Workflow and Publishing Functions
The Syntactica has developed (and is in the process of developing) tools that make it easy to create and manage the overall software lifecycle including requirements management, use cases, business terminology, role-based access control, task management, workflow management and publishing to external web sites.
Roadmap of Enhancements
The Syntactica is actively working with several organizations to make it easier for organizations to have full turn-key solutions to manage TEI documents. These list of enhancements includes:
- Site role management application – defining site-wide roles and associating individual with content collection roles (authoring, editing, approving etc.)
- Role based access control – assigning permissions based on a person’s roles
- Remote publishing – allowing publishing to a public web site with a single click
- Database synchronization – allows developers to automatically sync with central systems
- Source-code versioning integration – better integration with version control systems such as Subversion)
- Streamlined web content management tools (news updates, FAQs, Glossary of Terms etc.)
TEI Demonstration Application
We have been working with Dr. Martin Mueller at Northwestern University to create a series of Beginners Guides that help TEI users understand the simplicity, elegance and power behind using native XML databases and the XQuery languge. Dr. Mueller has kindly provided us with around 40 plays and poems of William Shakespeare that have been coded in TEI. The following is a link to a demonstration application:
http://www.syntactica.com/rest/db/org/northwestern/apps/tei/index.xqPlease note some of the following features in this demonstration:
- We created a simple navigation page by the writing of a simple "collection" query of all plays.
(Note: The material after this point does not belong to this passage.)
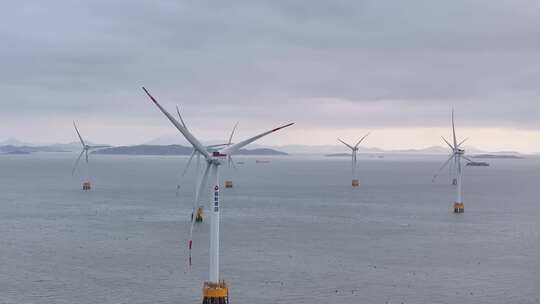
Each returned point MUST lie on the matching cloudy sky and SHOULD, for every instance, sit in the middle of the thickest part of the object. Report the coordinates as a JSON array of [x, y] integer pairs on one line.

This query simply displays all the titles of the plays and presents users with a link to each play or other reports for that play. You can also view the TEI files directly with this link. We recomend using the FireFox web browser to view the XML files.
- We created TEI to HTML Viewers for each Act and Scene. Please note that each of these viewers takes an ID as a URL parameter. This demonstrates that each XQuery is a complete REST service that uses a URL parameter to select which act or scene is viewed.
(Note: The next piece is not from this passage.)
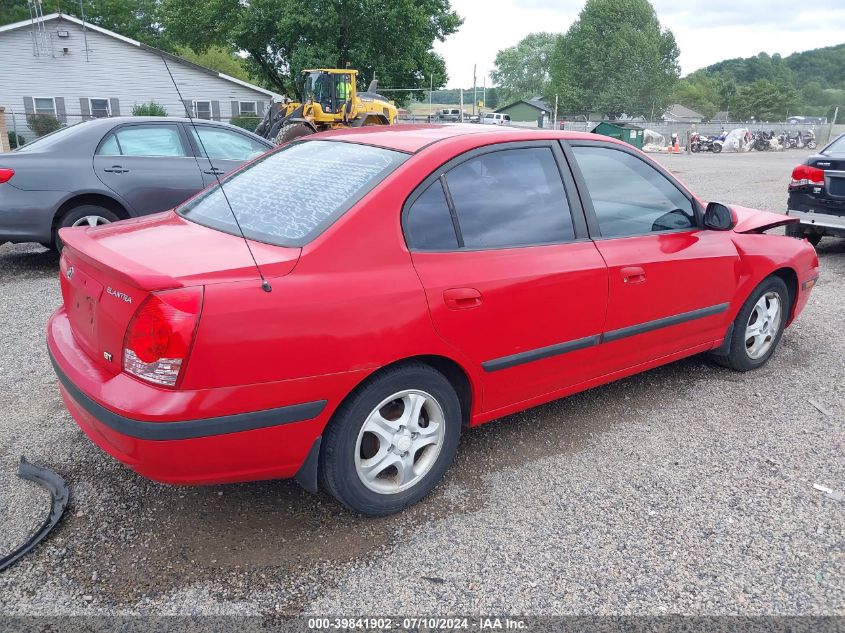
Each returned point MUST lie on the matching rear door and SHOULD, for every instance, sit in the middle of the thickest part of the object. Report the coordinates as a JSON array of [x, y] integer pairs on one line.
[[149, 165], [220, 150], [500, 244], [670, 280]]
- We created a simple rule-based TEI to HTML transforms using the powerful XQuery typeswitch function. This tranform creates a function for each TEI tag that you would like to convert to HTML. With a day of training users can quickly learn to modify this tranform to include or exclued the tranform of TEI elements to HTML or XSL-FO for printing.
- We created a simple search and retrieval tool using the Lucene fulltext indexing system.
- The search results us the exist Key Word in Context (KWIC) highlighting in search results.
We feel that the way that TEI documents are coded can have a dramatic impact on the ability to create simple XQueries that navigate the document structures. We feel that anyone that is charged with coding TEI files should have some experience creating XQuery tranformation of these file.
Please contact us if you are interested in seeing the full source code for this application. We are currently in discussions concerning our ability to distribute the TEI files in a training system.
We are currently working with Dr. Mueller and Dr. Joe Wicentowski of the US State Department to create additional documentation for beginners based on this example material.